What's the greatest human invention of the last two millennia? The Greatest Inventions of the Past 2,000 Years
grew out of a Web-site project called Edge
(www.edge.org), wherein the invited intelligentsia recorded their deep thoughts on a variety of topics. In 1998, editor John Brockman asked them to choose the creation that most shaped our world since year 1. For this book, Brockman picked a hundred of the most compelling entries from intellectual celebrities like Stewart Brand, Richard Dawkins, Steven Pinker, and Murray Gell-Mann.
The printing press received a number of votes, as did the computer and television. Other entries were more eclectic: organized science, the contraceptive pill, the gun, or even hay. Chairs and stairs. Anesthesia. Cities. Each invention is justified by a short essay, some of which read like... well, Web-site prose. Also, a glaring sexism flaws the book--Brockman chose fewer than 10 women's submissions. Nevertheless, Greatest Inventions is a worthy addition to your millennial reading list, and lots of fun besides. --Therese Littleton
From Publishers Weekly
Physicist Freeman Dyson says it's hay; biologist Brian C. Goodwin nominates the printing press; and virtual reality pioneer Jaron Lanier suggests that it's the human ego. Whether or not readers agree with any of the more than 100 contributors to this nifty volume about the greatest invention of the past two millennia, anyone who cracks open the book's covers is in for an intellectual treat. Brockman, perhaps best known as an agent for science writers but also as the author or editor of several books (Digerati, etc.), here presents, with additions and changes, writings on that subject posted on his Web site, Edge (www.edge.org), by a host of inspired minds (though perhaps not, as the jacket crows, "today's leading thinkers"; there's a paucity of artists and religious professionals represented, for example).

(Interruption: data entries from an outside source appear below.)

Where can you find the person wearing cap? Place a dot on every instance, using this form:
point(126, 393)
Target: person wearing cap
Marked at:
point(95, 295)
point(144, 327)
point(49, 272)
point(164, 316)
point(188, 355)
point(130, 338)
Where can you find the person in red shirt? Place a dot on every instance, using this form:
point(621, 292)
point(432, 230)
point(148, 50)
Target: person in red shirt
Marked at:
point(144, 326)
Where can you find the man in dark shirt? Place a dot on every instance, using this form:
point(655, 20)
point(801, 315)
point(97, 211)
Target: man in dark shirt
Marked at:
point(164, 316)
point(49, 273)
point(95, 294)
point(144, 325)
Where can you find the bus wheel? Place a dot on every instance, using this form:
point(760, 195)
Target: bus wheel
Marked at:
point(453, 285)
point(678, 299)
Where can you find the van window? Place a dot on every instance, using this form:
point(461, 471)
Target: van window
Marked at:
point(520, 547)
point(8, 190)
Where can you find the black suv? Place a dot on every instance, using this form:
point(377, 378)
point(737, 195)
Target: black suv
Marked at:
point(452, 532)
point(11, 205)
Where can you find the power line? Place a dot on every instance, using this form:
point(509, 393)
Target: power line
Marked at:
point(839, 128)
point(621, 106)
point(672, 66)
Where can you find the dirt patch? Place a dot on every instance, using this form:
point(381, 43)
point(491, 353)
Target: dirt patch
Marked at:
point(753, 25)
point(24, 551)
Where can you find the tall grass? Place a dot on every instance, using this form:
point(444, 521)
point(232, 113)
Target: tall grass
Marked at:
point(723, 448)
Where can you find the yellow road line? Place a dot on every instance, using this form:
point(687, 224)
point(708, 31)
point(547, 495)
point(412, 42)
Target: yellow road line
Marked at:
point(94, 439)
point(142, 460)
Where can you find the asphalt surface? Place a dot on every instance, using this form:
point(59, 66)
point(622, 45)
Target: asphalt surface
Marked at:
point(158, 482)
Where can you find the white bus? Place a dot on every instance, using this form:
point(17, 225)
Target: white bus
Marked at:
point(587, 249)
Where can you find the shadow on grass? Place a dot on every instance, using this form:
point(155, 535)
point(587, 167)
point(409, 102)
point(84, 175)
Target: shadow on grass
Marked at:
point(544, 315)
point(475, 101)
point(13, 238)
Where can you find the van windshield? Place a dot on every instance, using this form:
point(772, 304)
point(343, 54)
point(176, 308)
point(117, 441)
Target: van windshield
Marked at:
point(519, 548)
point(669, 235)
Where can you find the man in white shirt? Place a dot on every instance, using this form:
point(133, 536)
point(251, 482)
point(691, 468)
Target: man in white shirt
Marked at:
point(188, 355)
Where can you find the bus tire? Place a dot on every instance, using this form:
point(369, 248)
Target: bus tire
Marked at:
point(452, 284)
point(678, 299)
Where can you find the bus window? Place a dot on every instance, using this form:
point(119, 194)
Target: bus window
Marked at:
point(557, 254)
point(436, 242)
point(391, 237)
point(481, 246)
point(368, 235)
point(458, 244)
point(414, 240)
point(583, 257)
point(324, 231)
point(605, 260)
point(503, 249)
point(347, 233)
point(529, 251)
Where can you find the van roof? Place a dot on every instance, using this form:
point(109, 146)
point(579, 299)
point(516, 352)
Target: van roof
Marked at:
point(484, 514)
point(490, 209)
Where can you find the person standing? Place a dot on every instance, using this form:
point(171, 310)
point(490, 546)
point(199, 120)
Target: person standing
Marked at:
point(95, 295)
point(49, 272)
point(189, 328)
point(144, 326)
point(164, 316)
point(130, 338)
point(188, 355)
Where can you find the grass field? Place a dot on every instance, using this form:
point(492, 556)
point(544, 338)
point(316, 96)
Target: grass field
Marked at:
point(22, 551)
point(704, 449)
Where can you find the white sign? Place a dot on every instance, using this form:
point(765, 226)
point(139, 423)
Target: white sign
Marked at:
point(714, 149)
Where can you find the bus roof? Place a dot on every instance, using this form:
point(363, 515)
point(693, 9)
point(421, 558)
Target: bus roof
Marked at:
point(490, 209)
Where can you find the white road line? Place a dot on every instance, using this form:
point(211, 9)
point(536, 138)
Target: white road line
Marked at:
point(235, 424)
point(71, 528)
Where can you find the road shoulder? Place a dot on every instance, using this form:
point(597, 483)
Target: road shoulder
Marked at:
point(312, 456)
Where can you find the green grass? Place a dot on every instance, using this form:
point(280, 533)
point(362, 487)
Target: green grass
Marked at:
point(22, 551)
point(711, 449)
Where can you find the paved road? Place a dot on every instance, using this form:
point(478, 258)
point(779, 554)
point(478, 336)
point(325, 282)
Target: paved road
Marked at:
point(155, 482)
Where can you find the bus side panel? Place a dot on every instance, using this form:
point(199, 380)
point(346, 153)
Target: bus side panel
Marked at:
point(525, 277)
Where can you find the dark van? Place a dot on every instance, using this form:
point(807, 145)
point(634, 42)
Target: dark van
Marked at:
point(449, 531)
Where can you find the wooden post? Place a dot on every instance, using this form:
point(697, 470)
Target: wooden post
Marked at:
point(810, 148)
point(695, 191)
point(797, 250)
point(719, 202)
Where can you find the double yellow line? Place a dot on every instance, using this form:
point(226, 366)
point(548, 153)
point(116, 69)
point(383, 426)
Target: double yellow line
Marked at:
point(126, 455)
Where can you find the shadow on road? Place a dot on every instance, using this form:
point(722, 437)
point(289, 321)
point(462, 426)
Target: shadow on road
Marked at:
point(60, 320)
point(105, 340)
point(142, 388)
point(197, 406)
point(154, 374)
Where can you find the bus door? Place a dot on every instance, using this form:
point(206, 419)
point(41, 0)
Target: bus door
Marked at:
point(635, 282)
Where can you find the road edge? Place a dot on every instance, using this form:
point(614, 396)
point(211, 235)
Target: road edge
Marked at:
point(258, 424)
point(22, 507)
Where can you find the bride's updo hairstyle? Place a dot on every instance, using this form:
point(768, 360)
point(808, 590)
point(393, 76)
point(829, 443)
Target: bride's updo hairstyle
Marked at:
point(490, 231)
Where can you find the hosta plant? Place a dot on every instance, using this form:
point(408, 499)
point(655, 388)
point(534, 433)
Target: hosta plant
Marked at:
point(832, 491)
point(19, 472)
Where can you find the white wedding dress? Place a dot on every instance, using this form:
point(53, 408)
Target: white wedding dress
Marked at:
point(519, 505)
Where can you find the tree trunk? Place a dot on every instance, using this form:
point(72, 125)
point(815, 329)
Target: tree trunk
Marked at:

The contributions, which run from a couple of sentences to several pages, are grouped into "How We Live" and "How We Think." Though there appears to be some chronological ordering within each section, the essays are also arranged to illuminate one another. Some are obvious--three thinkers in a row nominate calculus--while others are startling for their unexpectedness (social commentator Douglas Rushkoff suggests the eraser, which lets us "fix" our mistakes) or their ingenuity (theoretical psychologist Nicholas Humphrey names reading glasses, which "have effectively doubled the working life of anyone who reads or does fine work--and have prevented the world from being ruled by people under forty." Together, the essays challenge and delight, offering flash after flash of insight. Brockman's own suggestion is our "Distributed Networked Intelligence"--"the collective, externalized mind," of which this at once amiable and arresting book is a notable manifestation. (Jan.)